Coons defeated O’Donnell in the 2010 Senate race to fill Vice President Joe Biden’s seat.
Coons claims neither he nor anyone connected to his campaign had anything to do with the order to make the move and says no one involved with the investigation that is looking into the improper use of Americans’ private tax records has been in touch with him.
“Any political abuse of the government’s power is inappropriate, wrong and ought to be investigated fairly,” said Ian Koski, a spokesman for the senator.
“This particular matter was already subject to a months-long investigation by the Treasury Department — which found no wrongdoing — and no evidence has been presented that indicates that the Treasury investigation was unfair or inadequate.”
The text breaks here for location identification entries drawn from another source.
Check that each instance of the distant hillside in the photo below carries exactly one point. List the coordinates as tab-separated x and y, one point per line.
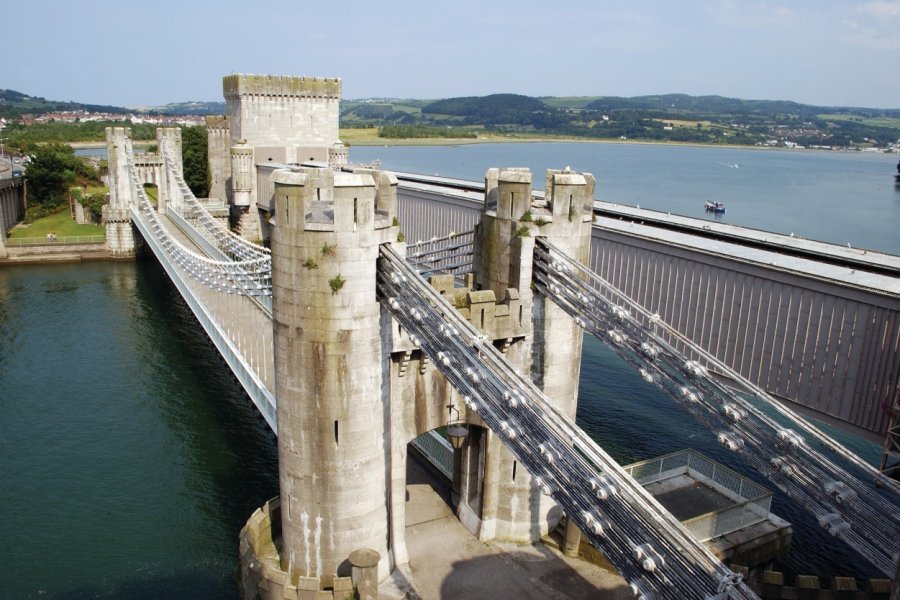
664	117
187	108
720	105
497	109
13	104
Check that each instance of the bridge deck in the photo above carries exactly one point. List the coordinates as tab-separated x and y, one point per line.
248	327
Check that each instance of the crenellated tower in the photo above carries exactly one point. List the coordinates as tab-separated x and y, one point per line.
270	119
329	369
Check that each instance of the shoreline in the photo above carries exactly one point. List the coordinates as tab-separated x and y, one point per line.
388	142
373	141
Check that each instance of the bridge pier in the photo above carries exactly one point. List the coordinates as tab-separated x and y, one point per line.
331	415
121	239
12	207
168	141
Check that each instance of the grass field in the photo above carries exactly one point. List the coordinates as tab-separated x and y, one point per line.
60	223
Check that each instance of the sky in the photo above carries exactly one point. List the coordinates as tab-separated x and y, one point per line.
152	52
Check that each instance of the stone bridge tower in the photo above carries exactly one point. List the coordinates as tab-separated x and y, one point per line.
121	240
354	390
269	119
330	380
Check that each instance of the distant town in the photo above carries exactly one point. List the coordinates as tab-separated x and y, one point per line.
672	118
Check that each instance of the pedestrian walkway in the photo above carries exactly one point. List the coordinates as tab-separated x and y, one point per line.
448	563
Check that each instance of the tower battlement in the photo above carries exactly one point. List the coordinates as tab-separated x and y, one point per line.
283	86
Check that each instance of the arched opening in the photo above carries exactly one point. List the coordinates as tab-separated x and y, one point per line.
441	479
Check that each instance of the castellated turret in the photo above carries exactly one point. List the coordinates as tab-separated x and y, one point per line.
293	118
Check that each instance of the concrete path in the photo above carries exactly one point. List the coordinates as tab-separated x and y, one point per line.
448	563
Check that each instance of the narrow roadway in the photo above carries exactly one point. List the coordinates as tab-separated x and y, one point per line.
451	564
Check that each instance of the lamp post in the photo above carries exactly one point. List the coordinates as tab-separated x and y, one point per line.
456	429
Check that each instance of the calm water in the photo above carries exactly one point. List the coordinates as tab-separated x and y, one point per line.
130	459
835	197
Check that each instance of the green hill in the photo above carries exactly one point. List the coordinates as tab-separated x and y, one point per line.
13	104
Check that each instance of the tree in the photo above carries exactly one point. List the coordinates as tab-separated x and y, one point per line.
52	171
194	155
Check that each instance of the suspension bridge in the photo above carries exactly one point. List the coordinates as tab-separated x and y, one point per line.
228	283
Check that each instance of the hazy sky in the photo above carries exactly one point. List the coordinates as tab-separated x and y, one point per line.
131	53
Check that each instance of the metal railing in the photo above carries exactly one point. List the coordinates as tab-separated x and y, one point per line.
69	240
437	450
752	502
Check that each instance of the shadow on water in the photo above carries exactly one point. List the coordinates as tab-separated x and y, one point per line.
184	584
225	435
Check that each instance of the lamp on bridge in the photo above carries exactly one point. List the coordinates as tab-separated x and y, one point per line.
456	429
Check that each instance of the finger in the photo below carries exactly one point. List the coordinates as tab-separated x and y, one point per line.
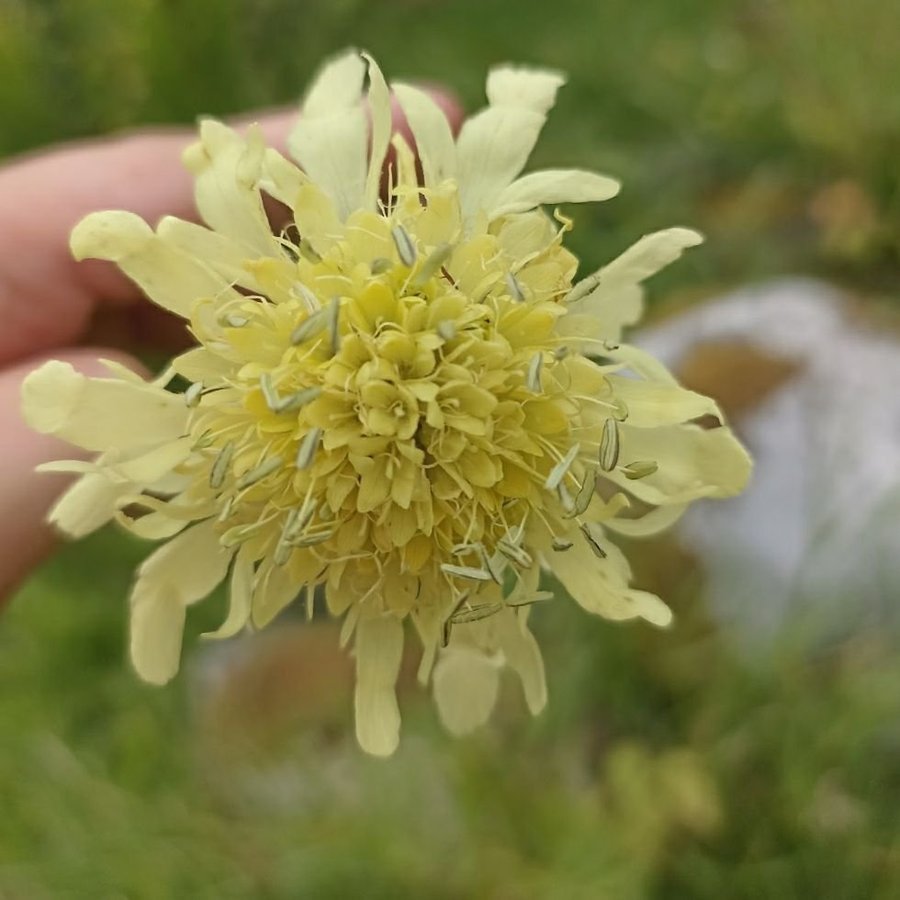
48	300
25	496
In March 2010, O'Donnell’s personal tax records were accessed by David Smith, an investigator with the state’s Division of Revenue.
O'Donnell announced she would challenge Republican Michael Castle in the GOP’s Senate primary that same month.
According to Delaware officials, a state investigator was permitted to access O'Donnell’s tax records at the time due to a newspaper report concerning a lien against her home which later proved to be erroneous.
The mistake was later attributed to an IRS computer error.
Computer files that would reveal when and how often O’Donnell’s records were accessed likely have been deleted, say state officials.
The suspect timing and release of information of O'Donnell’s taxes to the media has prompted the Treasury Department’s inspector general to reopen its investigation of the situation.
O’Donnell believes Coons could play a significant role in getting to the bottom of the matter.
“Since he takes this seriously, will he question his former staff to see who actually filed the lien under his watch?,” O’Donnell asked.
“Contrary to what he says, there is more he can do.
He ran New Castle County when the erroneous lien was filed.”
Coons' camp countered that the New Castle County chief executive would not have been involved with the IRS lien, which was filed in the county recorder of deeds’ office.
“It didn’t even fall under the auspices of the county executive,” Koski said.